Le cardinal Pie : «  je m’empresse de rendre justice aux religieuses dispositions de Votre Majesté et je sais reconnaître, Sire, les services qu’elle a rendus à Rome et à l’Eglise, particulièrement dans les premières années de son gouvernement. Peut-être la Restauration n’a-t-elle pas fait plus que vous ? Mais laissez-moi ajouter que ni la Restauration, ni vous, n’avez fait pour Dieu et qu’il fallait faire, parce que ni l’un ni l’autre, vous n’avez relevé son trône, parce que  ni l’un ni l’autre, vous n’avez renié les principes de la Révolution dont vous combattez cependant  les conséquences pratiques, parce que l’évangile social dont s’inspire l’Etat est encore la Déclaration des Droits de l’Homme, laquelle n’est autre chose, Sire, que la négation formelle des Droits de Dieu. Or, c’est le Droit de Dieu de commander aux Etats comme aux individus. Ce n’est pas pour autre chose que Notre Seigneur est venu sur la terre. Il doit y régner en inspirant les lois, en sanctifiant les mœurs, en éclairant l’enseignement, en dirigeant les conseils, en réglant les actions des gouvernements comme des gouvernés. Partout où Jésus-Christ n’exerce pas ce règne, il y a désordre et décadence. Or, j’ai le devoir de vous dire qu’il ne règne pas parmi nous  et que notre Constitution n’est pas, loin de là, celle d’un Etat chrétien et catholique.

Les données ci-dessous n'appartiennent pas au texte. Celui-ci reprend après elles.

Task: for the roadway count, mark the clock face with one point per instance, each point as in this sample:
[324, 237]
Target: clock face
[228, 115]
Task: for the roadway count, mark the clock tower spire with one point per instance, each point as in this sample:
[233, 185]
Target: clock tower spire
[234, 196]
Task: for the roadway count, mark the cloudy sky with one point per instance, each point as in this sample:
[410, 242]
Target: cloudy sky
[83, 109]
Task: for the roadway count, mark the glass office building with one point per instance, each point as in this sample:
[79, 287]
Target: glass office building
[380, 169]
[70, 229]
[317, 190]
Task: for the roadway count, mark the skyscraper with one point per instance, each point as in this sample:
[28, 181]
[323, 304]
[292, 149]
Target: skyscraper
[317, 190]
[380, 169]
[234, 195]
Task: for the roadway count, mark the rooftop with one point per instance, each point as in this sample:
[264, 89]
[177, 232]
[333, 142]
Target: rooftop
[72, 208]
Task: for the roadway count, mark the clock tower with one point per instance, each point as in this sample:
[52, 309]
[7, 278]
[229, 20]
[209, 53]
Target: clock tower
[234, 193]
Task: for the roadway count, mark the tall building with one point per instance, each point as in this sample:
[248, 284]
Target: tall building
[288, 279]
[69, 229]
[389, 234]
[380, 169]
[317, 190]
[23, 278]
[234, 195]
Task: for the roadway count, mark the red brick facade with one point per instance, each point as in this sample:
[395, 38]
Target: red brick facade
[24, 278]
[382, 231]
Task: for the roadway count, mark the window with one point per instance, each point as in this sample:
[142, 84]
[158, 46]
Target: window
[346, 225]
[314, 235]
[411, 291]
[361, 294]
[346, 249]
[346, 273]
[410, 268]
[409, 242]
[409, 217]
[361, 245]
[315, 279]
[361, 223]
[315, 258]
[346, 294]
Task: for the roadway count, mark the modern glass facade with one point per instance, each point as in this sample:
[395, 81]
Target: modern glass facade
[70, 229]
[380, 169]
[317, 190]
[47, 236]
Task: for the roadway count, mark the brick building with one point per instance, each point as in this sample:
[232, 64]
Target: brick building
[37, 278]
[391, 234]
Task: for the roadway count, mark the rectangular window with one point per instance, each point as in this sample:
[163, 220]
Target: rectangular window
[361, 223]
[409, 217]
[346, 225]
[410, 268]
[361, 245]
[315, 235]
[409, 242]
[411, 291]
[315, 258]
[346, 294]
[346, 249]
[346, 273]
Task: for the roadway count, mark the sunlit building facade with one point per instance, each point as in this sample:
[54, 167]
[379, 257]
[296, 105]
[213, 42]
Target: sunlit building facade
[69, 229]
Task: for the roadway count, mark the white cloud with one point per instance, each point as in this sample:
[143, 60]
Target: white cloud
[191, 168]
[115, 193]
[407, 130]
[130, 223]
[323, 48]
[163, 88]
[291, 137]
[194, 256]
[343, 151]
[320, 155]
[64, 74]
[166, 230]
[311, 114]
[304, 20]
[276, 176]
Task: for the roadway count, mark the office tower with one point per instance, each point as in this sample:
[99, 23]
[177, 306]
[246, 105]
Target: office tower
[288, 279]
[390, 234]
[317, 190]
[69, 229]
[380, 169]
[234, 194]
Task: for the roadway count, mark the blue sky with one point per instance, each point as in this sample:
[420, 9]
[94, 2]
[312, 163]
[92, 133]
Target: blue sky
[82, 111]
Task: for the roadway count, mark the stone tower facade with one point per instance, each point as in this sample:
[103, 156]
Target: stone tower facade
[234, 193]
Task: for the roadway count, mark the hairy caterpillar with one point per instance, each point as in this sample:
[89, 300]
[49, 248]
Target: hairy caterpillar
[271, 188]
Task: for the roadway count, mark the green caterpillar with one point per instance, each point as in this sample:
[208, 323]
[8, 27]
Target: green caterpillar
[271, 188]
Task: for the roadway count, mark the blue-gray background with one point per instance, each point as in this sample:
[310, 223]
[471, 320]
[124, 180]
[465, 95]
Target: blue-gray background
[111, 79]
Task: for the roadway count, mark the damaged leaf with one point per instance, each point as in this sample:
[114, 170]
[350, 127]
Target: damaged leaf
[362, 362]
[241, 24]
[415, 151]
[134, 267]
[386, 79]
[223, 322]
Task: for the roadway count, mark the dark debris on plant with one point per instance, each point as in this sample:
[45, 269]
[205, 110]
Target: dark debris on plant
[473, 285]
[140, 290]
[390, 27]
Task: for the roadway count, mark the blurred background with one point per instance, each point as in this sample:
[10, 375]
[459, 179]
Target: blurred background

Notre droit public établit bien que la religion catholique est celle de la majorité des Français, mais il ajoute que les autres cultes ont droit à une égale protection. N’est-ce-pas proclamer équivalemment que la Constitution protège pareillement la vérité et l’erreur ? Eh bien ! Sire, savez-vous ce que Jésus-Christ répond aux gouvernements qui se rendent coupables d’une telle contradiction ? Jésus-Christ, Roi du Ciel et de la terre, leur répond : « Et Moi aussi, gouvernements qui vous succédez et vous renversant les uns les autres, Moi aussi, je vous accorde une égale protection. J’ai accordé cette protection à l’Empereur votre oncle, j’ai accordé la même protection aux Bourbons, la même protection à Louis-Philippe, la même protection à la République,  et à vous aussi, la même protection vous sera accordée. »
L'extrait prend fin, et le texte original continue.